Beyond those impacts, because the data collection and delivery processes were so laborious and time-consuming, the company’s analytics and governance applications were always running against data that was not fully current or complete. This was because the overall data set delivered by the Flashback queries had to be coherent within itself, even though it was being gathered by multiple queries being run sequentially across many hours each day. So, the administrators had to choose an arbitrary cut-off time and restrict all the queries in that cycle to pulling up data older than their specified point in time. The result was an unavoidable and highly variable lag between the live Oracle system data and the data delivered for analysis and reporting.
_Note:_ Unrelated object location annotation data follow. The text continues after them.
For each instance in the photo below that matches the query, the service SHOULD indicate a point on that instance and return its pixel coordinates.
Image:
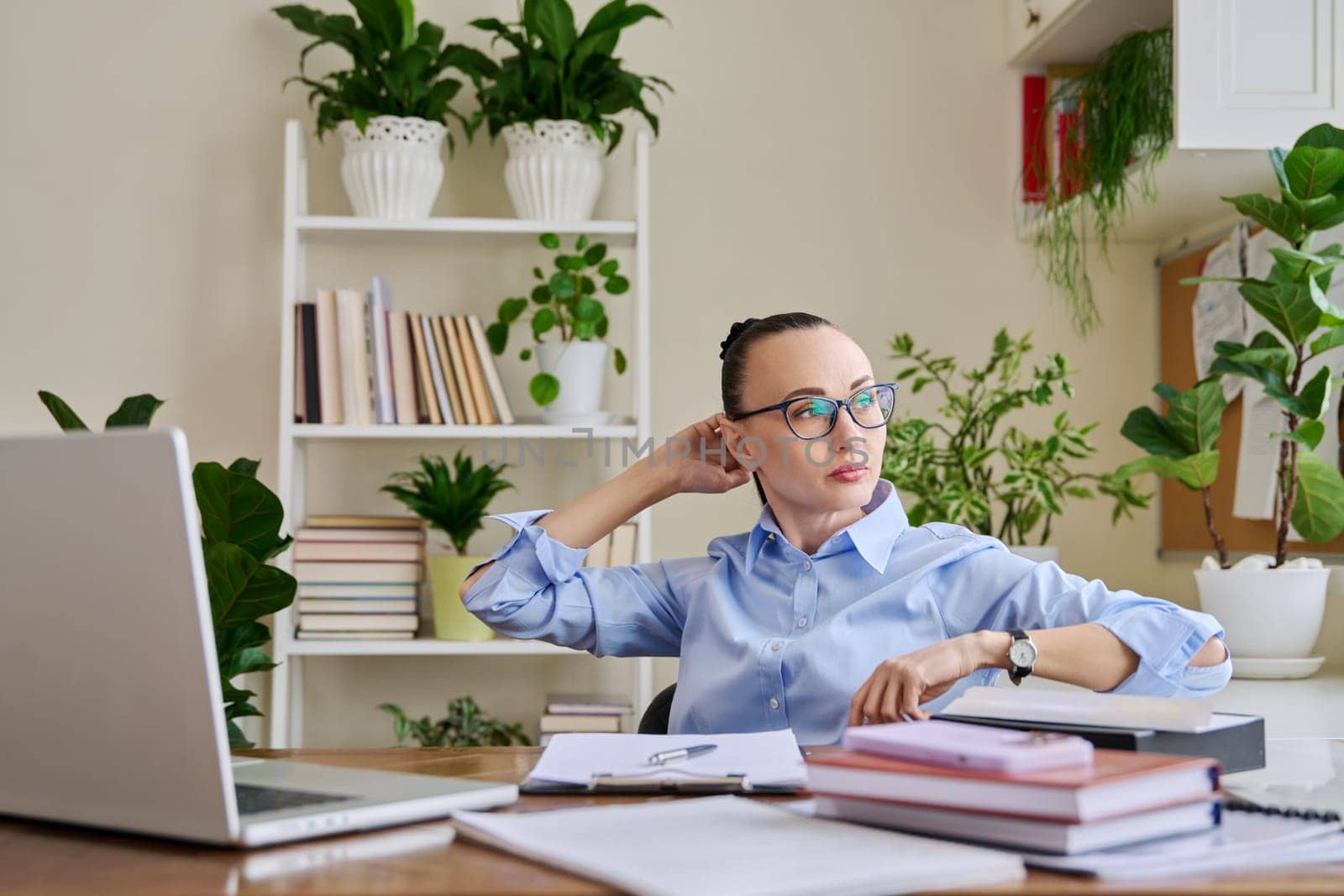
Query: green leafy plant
(1310, 493)
(562, 73)
(454, 501)
(1124, 128)
(964, 470)
(566, 302)
(398, 69)
(1182, 443)
(464, 726)
(239, 527)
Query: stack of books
(582, 714)
(1119, 799)
(356, 362)
(360, 577)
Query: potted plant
(239, 527)
(566, 304)
(1007, 484)
(1310, 492)
(464, 726)
(454, 501)
(391, 105)
(555, 100)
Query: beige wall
(850, 159)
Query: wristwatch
(1021, 654)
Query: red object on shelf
(1034, 165)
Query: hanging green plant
(1121, 123)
- Eliminate costly and slow Oracle Flashback-based ETL processes
- Real-time delivery of Oracle data directly to Kafka
- No impacts on or modifications to Oracle applications
- Connect CDC implemented on commodity Windows servers
- Real-time capture and replication of Oracle transaction data to Kafka
- Elimination of Oracle system processing loads and application lag times caused by manual daily Flashback query runs
- Analytics and business governance applications using complete and up-to-the-minute data
- Oracle DBMS Admins freed from routine, manual Flashback tasks and available to apply their higher-level skills to more important projects
Time to retire the word “Legacy”
The final result for each of the organizations we reviewed can be boiled down to this: The word “legacy” has become irrelevant to the discussion of how to build modern enterprise data platforms. Your data and systems are what they are. The best approach is to let your data be what it is, live where it performs best, and just virtualize your views into it. Ultimately, what you really want is a unified, source-agnostic, real-time data stream that is easily accessed by any application or analytics engine you choose to implement, now or in the future.
Connect makes it possible to do just that by enabling you to access all your data, capturing and delivering it in real-time to the people and systems that need it – ready to use, seamlessly and transparently.
With Connect’s CDC and ETL capabilities, you can capture and transform data from virtually any source, including IBM/z mainframe systems, IBM i, Microsoft Azure, Snowflake, Oracle, Teradata, and many more. Then automatically deliver it directly to your key applications and databases or to Kafka for streaming and/or batch delivery to Hive, Spark, Cloudera, Databricks or any other analytics engine.
Connect allows you to design your data transformation jobs once, focusing solely on business rules, not on the underlying platform or execution framework. Then simply deploy them anywhere – Spark, Hadoop, Linux, Unix, Windows – on-premises or in the cloud. No coding or tuning required.
Precisely combines cutting-edge technology with decades of experience on both mainframe and big data platforms to offer the best solution for accessing and integrating mainframe data. Your non-mainframe developers can work directly with virtualized views of native mainframe data on the cluster while the original data remains preserved exactly as it was on the mainframe, to meet governance and compliance mandates.